According to a list compiled by the abortion research organization the Guttmacher Institute in March, other states covering abortion in their Medicaid plans are California, Oregon, Washington, Montana, Minnesota, Illinois, New York, Vermont, Maine, Massachusetts, Connecticut, New Jersey, Maryland, New Mexico, Alaska, and Hawaii.
This means that if you live in any of these states your tax dollars are being used to pay for abortion.
Though New said that there has been some litigation in some states to challenge the constitutionality or legality of covering abortion in a state Medicaid program, he is not aware of any current efforts challenging the practice.
“In 2017 Gov. Bruce Rauner of Illinois signed legislation requiring the state Medicaid program to cover elective abortion. The Thomas More Society, a pro-life nonprofit, subsequently sued, arguing that legislation failed to go through the proper budget process. The lawsuit was unsuccessful,” New said.
Impact of Including Abortion in Medicaid
Proponents of Medicaid funding for abortion have argued that it is a necessary step to ensure abortion access for impoverished communities.
Rhode Island’s new law claims that “restrictions on abortion coverage have a disproportionate impact on low-income residents, immigrants, people of color, and young people who are already disadvantaged in their access to the resources, information, and services necessary to prevent an unintended pregnancy or to carry a healthy pregnancy to term.”
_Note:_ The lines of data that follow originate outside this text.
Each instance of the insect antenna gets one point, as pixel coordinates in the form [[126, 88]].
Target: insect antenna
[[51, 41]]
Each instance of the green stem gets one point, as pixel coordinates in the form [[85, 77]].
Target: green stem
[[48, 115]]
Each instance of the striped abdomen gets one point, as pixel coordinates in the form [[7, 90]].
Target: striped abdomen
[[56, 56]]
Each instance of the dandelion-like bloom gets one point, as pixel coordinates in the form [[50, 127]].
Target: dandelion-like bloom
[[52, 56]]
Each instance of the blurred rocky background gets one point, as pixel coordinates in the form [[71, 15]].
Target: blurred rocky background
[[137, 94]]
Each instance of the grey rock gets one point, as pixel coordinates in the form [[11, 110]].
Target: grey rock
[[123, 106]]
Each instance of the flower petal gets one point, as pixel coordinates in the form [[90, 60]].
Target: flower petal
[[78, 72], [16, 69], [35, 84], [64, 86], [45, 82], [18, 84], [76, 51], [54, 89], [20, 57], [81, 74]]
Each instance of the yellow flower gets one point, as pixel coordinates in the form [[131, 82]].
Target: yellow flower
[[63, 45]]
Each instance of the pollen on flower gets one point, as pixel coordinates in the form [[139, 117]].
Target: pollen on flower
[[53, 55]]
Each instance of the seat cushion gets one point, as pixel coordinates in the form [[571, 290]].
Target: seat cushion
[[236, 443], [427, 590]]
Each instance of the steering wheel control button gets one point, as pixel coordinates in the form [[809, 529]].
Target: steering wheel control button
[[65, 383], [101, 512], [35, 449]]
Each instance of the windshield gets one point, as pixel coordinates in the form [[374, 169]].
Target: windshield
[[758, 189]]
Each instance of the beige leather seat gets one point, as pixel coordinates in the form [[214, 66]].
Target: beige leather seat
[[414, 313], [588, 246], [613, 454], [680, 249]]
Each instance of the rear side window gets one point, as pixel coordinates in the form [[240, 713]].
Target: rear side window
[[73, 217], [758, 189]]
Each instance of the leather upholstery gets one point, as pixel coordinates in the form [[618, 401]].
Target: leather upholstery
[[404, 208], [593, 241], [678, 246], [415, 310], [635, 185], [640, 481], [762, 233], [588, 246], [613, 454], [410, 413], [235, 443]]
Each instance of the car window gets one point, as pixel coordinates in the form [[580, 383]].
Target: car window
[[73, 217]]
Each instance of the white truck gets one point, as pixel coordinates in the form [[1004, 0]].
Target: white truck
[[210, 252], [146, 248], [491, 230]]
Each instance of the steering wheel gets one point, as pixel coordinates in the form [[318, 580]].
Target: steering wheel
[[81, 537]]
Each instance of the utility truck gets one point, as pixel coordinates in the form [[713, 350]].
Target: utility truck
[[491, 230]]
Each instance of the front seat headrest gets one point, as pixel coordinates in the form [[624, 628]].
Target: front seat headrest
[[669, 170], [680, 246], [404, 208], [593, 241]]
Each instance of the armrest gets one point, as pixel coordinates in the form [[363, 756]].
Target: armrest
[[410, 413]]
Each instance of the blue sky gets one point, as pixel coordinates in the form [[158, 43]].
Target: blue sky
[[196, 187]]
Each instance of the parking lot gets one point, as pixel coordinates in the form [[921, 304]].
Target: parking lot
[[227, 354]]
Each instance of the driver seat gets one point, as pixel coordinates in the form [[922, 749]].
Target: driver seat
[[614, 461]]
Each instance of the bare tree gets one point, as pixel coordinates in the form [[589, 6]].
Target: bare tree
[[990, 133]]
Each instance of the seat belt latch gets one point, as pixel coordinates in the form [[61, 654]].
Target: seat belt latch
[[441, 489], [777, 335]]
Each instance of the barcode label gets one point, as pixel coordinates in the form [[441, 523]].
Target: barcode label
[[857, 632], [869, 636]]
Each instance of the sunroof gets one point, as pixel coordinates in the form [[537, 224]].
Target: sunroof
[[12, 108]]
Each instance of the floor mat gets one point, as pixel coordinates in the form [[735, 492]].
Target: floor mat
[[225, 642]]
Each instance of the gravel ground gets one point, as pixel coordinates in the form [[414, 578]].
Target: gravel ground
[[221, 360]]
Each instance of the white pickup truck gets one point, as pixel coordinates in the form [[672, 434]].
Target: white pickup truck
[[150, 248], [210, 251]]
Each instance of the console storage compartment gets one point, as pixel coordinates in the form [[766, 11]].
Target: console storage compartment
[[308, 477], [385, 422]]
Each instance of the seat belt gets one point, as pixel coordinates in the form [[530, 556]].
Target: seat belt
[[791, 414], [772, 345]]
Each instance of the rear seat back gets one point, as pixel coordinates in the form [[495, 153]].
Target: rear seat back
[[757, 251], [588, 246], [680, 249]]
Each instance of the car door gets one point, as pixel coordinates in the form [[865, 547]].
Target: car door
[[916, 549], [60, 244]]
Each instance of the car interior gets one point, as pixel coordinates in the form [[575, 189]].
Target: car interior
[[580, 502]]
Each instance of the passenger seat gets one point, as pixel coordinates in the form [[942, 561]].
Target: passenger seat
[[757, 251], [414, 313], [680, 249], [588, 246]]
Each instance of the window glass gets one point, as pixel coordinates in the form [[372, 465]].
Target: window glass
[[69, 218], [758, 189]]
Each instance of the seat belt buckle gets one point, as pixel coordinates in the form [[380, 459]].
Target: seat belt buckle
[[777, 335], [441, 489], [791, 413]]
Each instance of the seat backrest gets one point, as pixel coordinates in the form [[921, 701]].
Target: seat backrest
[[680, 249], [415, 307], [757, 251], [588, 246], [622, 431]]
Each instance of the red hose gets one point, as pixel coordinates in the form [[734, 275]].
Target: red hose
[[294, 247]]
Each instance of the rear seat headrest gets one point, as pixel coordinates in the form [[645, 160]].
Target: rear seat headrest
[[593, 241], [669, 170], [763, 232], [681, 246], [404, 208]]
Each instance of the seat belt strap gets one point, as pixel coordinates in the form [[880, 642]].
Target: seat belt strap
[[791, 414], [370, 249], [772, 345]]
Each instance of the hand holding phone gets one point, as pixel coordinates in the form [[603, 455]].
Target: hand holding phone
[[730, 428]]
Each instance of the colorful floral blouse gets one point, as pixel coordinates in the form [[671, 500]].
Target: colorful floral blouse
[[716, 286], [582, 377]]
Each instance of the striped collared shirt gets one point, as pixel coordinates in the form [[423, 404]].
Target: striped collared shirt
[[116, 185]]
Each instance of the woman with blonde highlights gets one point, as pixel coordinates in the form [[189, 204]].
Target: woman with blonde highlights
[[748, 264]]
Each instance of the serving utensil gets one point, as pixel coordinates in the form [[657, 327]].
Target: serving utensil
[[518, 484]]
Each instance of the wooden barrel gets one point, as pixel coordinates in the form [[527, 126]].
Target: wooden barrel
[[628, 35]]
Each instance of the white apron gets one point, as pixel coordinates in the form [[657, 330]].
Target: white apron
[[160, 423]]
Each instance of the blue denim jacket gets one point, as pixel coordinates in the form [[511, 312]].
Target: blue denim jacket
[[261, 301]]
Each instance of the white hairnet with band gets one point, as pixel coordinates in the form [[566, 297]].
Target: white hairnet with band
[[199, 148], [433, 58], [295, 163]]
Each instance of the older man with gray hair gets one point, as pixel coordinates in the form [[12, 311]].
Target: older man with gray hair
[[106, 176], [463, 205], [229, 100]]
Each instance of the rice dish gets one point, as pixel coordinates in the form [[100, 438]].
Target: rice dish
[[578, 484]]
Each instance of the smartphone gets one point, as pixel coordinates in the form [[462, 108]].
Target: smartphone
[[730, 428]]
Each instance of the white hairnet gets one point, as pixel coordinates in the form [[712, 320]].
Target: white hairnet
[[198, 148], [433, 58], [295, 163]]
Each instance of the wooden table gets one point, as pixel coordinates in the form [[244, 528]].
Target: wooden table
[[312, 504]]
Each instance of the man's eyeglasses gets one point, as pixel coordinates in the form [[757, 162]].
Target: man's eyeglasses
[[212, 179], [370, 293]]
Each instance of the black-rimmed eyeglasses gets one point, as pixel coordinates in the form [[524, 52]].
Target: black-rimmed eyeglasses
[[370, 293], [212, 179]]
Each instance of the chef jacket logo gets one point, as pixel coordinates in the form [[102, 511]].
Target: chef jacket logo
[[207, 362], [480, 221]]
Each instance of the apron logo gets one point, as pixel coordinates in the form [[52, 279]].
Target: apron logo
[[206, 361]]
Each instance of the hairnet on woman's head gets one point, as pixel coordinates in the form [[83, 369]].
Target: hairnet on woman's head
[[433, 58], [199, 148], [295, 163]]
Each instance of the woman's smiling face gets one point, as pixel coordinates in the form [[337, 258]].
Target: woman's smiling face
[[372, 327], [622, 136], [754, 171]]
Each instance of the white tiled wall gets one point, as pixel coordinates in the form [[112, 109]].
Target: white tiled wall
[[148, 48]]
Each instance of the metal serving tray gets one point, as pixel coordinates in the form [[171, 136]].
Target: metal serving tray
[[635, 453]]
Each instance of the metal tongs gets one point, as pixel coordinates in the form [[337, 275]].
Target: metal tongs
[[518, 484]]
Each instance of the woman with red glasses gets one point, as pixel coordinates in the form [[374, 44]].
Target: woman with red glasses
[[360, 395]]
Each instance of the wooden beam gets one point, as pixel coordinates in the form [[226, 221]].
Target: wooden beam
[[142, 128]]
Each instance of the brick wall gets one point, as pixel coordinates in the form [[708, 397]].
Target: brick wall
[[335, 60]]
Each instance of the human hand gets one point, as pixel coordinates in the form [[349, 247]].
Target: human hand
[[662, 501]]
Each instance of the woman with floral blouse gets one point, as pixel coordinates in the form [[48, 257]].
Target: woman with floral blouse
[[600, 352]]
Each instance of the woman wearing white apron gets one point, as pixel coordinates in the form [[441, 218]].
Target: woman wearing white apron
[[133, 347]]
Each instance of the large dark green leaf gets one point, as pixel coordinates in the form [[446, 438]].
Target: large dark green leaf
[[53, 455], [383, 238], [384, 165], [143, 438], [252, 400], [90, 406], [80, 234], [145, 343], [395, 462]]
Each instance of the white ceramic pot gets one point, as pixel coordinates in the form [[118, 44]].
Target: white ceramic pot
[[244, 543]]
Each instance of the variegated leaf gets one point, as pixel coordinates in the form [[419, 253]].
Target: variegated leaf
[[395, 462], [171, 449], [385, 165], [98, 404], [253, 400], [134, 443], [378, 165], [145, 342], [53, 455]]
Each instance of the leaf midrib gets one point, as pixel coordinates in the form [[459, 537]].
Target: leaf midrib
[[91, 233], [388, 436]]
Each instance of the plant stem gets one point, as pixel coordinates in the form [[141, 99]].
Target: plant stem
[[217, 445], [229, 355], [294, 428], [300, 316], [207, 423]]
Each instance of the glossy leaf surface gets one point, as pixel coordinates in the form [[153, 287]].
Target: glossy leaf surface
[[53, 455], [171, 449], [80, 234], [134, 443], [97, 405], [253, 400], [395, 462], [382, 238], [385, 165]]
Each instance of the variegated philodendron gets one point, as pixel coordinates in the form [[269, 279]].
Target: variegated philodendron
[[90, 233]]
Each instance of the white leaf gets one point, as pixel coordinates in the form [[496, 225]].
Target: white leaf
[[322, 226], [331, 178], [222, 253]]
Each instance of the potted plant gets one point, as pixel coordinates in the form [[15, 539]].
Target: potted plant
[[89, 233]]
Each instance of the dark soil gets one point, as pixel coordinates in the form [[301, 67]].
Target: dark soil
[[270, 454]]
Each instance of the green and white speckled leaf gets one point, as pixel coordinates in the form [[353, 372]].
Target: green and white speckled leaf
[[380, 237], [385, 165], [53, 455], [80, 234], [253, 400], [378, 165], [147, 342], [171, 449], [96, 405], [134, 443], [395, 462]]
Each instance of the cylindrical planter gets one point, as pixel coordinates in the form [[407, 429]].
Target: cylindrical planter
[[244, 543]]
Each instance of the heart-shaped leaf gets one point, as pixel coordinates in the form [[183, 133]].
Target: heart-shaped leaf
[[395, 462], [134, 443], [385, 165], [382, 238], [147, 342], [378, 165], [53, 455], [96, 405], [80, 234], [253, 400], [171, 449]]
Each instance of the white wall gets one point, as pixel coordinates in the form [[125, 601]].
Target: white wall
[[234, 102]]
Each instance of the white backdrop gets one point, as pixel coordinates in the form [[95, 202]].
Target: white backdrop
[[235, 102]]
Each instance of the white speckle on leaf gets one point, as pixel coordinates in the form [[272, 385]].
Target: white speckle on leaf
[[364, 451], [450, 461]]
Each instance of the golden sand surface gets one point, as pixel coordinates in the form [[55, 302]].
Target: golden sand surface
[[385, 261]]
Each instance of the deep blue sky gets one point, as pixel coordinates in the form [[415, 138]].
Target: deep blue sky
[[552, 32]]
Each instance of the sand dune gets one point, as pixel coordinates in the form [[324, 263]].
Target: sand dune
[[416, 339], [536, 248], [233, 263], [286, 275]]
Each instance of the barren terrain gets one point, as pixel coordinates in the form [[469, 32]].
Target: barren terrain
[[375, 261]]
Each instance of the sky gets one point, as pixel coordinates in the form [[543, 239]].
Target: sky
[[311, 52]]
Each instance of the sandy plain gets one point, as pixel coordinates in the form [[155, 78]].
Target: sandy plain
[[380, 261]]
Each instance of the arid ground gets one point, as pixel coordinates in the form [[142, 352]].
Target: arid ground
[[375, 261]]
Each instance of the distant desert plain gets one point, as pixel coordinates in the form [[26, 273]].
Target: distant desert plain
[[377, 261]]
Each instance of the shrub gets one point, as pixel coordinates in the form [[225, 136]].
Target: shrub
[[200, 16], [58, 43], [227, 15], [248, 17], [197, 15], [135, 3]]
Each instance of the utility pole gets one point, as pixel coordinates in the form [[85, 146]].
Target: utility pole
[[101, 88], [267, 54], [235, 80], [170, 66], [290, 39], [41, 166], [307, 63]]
The bill concludes that “the purpose of this legislation is to promote equity in access to reproductive health care.”
Yet, pro-lifers like Dr. Ingrid Skop, an OB-GYN and vice president of the Charlotte Lozier Institute, argue that Medicaid funding for abortion amounts to “eugenic action.”
“Rather than provide the emotional, relationship, material, and financial support that women in crisis need to allow them to give birth to their children,” Skop said, “apparently, many states would prefer to rid themselves of the children of impoverished women before birth.”